Pray always and don’t lose heart.  For the community hearing this story from Luke, their hearts were likely about as lost as they could be and their courage was about as small as it ever had been.  When this story was finally written down, and shared in early communities of faith, Rome was more powerful, not less. The roman occupation still kept the people under the thumb of rulers who did not care about justice for them or for their families. Jesus had gone from the earth, and everyone expected this to be just a short jaunt up to some eternal home and he would be right back.  So they were waiting.  And they were losing hope.  Remaining hopeful when every knock on every door is met with injustice and silence is no easy work.  We get disappointed, we get tired, we want to stop trying.  Unlike this widow who refused to stop coming, we can get lost in systems that confuse us and confound us.  We can keep asking for justice only to be told we have come to the wrong office or called the wrong line or neglected to ask in the right way.

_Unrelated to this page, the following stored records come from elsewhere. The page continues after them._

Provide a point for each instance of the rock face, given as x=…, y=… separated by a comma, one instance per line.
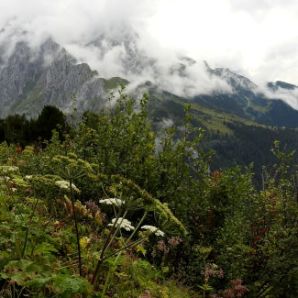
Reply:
x=31, y=79
x=49, y=75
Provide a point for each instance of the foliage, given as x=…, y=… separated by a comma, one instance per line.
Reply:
x=115, y=209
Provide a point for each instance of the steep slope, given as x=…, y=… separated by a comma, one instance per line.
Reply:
x=248, y=102
x=31, y=79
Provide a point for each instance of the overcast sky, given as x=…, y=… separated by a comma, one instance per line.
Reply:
x=258, y=38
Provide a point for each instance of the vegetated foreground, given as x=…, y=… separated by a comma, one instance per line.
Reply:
x=113, y=209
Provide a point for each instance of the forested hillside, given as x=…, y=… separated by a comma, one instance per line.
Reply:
x=113, y=207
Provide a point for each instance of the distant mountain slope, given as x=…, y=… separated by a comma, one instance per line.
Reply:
x=31, y=79
x=247, y=102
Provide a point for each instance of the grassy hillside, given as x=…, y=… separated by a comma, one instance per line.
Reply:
x=113, y=210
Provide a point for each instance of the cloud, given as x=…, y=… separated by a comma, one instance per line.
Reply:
x=257, y=38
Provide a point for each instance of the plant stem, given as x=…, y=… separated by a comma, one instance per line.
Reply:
x=76, y=228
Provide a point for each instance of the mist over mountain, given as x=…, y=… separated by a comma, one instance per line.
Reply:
x=32, y=76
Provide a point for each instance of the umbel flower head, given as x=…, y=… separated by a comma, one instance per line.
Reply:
x=154, y=230
x=122, y=223
x=65, y=185
x=112, y=201
x=8, y=169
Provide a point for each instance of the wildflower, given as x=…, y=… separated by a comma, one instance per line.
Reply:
x=212, y=270
x=122, y=223
x=174, y=241
x=84, y=241
x=112, y=201
x=8, y=169
x=154, y=230
x=5, y=178
x=63, y=184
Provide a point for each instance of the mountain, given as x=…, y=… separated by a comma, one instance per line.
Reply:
x=31, y=79
x=240, y=124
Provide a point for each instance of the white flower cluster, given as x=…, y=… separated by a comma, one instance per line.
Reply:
x=122, y=223
x=63, y=184
x=154, y=230
x=4, y=179
x=112, y=201
x=8, y=169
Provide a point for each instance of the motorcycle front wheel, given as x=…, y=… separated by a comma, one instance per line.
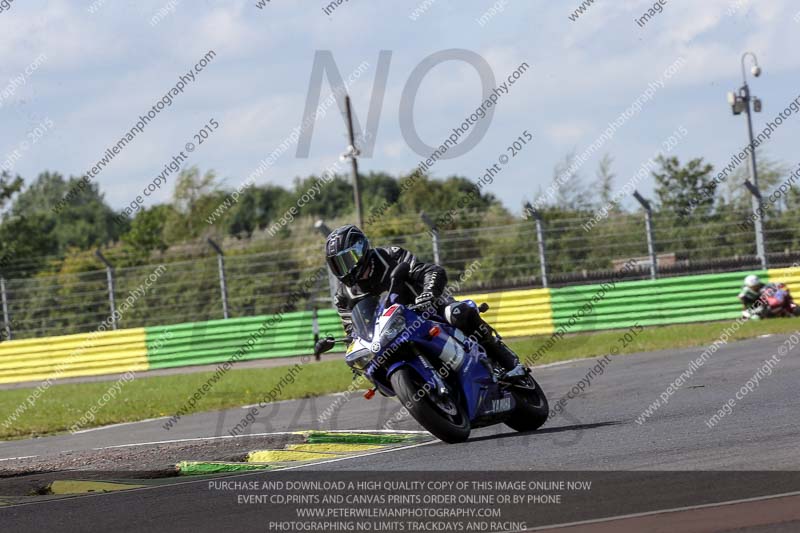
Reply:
x=444, y=417
x=532, y=408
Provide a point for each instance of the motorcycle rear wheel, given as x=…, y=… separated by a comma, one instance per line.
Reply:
x=532, y=408
x=445, y=418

And all so often, as we read this text we imagine ourselves as that widow, coming to God and remembering that we have to keep knocking on the door, keep asking for God to flood this earth with justice, because that is what God has promised to do.  We know, as Jesus tells us in this text, that God is not a God of injustice, this one who writes the very knowledge of God on our hearts is as close to us as every breath, and is the very heart of justice.  God wants good things for God’s children, grants them justice speedily because that is what God is all about.  When God’s children cry out to God, God hears their cries, because that is what God is all about. When God’s children come knocking, God opens the door, because that is what God is all about. 

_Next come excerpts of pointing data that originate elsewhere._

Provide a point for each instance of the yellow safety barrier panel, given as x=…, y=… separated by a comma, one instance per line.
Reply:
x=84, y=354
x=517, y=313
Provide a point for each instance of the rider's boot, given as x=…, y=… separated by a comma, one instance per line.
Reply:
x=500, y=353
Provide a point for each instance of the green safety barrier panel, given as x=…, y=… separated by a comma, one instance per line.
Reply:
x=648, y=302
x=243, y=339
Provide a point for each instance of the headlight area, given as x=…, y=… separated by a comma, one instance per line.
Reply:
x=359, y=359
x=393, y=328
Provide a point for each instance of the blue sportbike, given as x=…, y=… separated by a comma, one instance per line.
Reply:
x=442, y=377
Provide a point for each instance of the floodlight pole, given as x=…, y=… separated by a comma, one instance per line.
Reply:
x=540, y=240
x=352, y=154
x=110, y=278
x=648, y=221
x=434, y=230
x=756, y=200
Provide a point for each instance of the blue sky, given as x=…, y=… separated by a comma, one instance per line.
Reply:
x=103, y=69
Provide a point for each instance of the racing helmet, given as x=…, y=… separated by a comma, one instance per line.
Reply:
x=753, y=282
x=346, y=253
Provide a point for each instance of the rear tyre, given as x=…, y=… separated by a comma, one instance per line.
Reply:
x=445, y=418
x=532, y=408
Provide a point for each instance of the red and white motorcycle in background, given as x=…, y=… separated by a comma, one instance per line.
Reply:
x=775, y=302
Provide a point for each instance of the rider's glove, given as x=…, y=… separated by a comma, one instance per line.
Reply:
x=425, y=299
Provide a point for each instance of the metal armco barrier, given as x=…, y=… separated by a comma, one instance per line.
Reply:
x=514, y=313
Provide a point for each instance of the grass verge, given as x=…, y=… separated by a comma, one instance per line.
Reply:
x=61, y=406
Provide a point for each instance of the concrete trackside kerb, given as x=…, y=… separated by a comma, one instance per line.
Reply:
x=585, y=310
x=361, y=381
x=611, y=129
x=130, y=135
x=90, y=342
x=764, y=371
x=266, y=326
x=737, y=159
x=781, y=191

But perhaps the word for us, in this time and on this day, from this parable is not that we are the widow and God is the just judge, but that God is the widow.  God is the widow coming alongside us every time we show up on the streets and demand nurses and social workers for kids in our city.  God is the widow who stands in the street as we chant that Black Lives Matter and that justice delayed is justice denied.  God is the widow who knocks on the door with us as we cry out for justice for the trans folks who have been murdered for living as the people God has created them to be.  God is the widow who is knocking on the door alongside us every single time we feel our hearts breaking within us as we see pictures of children kept in cages because their parents have had the audacity to carry them across an invisible border because they want their babies to live.  God is the widow who is demanding justice when the world deals in the powers of injustice, God is the widow who does not cease, does not stop, does not take a day off or a night away, because God’s very heart is love and justice and goodness.

Yes, we need to be reminded to pray and not lose heart.  We get tired, our pleas fall on closed hearts and ears that refuse to listen.  We get redirected or told we are too loud or too angry.  We get frustrated and we break.  We show up to protests and it’s hard to carry our signs and chant our chants anymore.  And, so this parable is a reminder to us that it isn’t something lacking within us that we need to get right.  We aren’t weak because we feel that the work of justice is hard.  We don’t lack faith because we lose heart sometimes.  God’s promises to us are written on our hearts, and our God, as persistent as a widow crying out in the street, will stand with us as we cry out to every unjust judge and every unjust system.  Our God will join God’s voice with ours as we confront powers that do not fear God and respect no one.  Our God will link arms with ours as we call for a world that is better, that is holier, that is full of more goodness, and more peace.  Our God doesn’t just know that we cry for justice, our God demands it alongside us.  Amen, and thanks be to God.